Par exemple, la même phrase dans Lao-Tseu a été traduite de diverses façons :
- L'être a des aptitudes que le non-être emploie.
- Ainsi, de même que nous profitons de ce qui est, nous devrions reconnaître l'utilité de ce qui n'est pas.
- Ainsi il faut avoir pour faire des faveurs, être vide pour faire des choses utiles.
- C'est pourquoi l'utilité vient de l'être, l'usage naît du non-être.
La phrase originale est composée de cinq idéogrammes qui signifient à peu près ceci : ne pas, lui, utiliser, servir, utiliser. Il ne me semble pas étonnant que la résultante soit un véritable casse-tête... chinois ! Par chance, le texte est précédé de quelques métaphores qui permettent d'en cerner la signification : « Bien que trente rayons convergent au moyeu de la roue, c'est son vide central qui fait rouler le char. Si la glaise est employée dans la façon du pot, c'est du vide intérieur que dépend son usage. De même, les pièces sont percées de portes et de fenêtres et c'est leur vide qui permet l'habitat. L’être a des aptitudes que le non-être emploie ».
Tout à coup, tout s'éclaire ! Nous avons compris quelque chose et cette révélation d'un sens nous fait participer d'une élévation de l'âme, d'un enthousiasme, que nous qualifierions de divins !

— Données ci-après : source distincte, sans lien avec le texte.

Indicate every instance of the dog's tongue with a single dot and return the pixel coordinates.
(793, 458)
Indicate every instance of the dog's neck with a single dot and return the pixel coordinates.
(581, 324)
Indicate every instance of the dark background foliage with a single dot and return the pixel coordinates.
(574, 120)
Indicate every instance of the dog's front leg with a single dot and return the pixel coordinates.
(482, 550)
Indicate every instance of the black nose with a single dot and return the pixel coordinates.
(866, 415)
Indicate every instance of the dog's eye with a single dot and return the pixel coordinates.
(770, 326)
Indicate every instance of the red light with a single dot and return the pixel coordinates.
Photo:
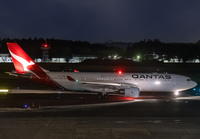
(75, 70)
(45, 45)
(120, 72)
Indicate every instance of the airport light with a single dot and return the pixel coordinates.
(4, 90)
(119, 72)
(176, 93)
(157, 82)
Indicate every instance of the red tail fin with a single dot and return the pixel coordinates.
(24, 64)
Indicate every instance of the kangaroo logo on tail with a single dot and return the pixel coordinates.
(24, 63)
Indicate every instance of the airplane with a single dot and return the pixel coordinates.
(127, 84)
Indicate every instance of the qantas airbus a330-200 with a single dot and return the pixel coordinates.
(130, 84)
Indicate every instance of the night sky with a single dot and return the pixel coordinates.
(101, 20)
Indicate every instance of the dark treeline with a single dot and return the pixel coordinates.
(68, 48)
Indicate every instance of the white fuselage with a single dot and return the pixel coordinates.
(144, 81)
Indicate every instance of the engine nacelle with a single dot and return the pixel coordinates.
(130, 92)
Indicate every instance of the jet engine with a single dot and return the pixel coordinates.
(130, 92)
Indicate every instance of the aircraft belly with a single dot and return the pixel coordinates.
(70, 85)
(160, 87)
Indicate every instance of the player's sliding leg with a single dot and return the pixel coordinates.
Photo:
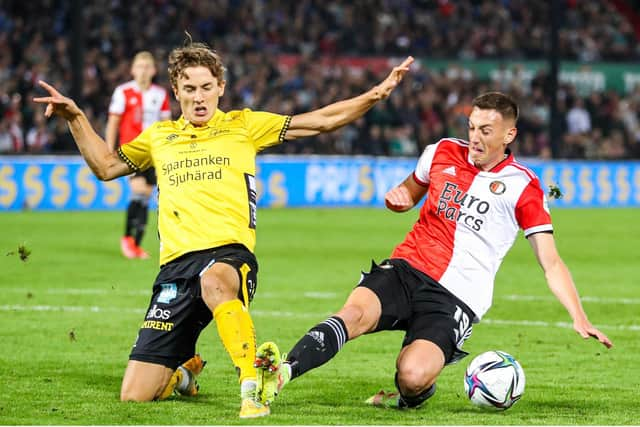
(359, 315)
(237, 333)
(220, 289)
(183, 380)
(314, 349)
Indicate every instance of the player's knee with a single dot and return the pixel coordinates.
(217, 286)
(356, 320)
(412, 380)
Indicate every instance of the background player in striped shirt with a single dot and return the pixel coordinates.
(134, 106)
(440, 279)
(206, 216)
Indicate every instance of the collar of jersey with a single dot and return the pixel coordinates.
(184, 123)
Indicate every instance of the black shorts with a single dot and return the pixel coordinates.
(149, 176)
(177, 314)
(415, 303)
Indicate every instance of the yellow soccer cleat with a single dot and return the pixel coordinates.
(252, 409)
(271, 379)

Je souhaiterais rabattre un peu cette touchante exaltation. Elle ne dépend que du caractère religieux du texte et nous éprouverions une joie semblable en comprenant quel ingrédient donnait son goût inimitable à la garbure de notre grand-mère. Qui plus est, le sens des métaphores aurait pu être interverti et le plein valorisé à la place du vide puisque le vide du vase est inutile sans le plein qui l'entoure. Les phrases de Lao-Tseu avaient-elles une autre portée ? Etaient-elles censées préciser une pratique méditative que j'ignore ? Peu importe en fait car ce qu’il importe de mettre en valeur, c'est le sentiment qui point lors du phénomène de la compréhension, c'est-à-dire du lien effectué entre deux plans que met en parallèle une métaphore poétique ou son équivalent religieux, la parabole.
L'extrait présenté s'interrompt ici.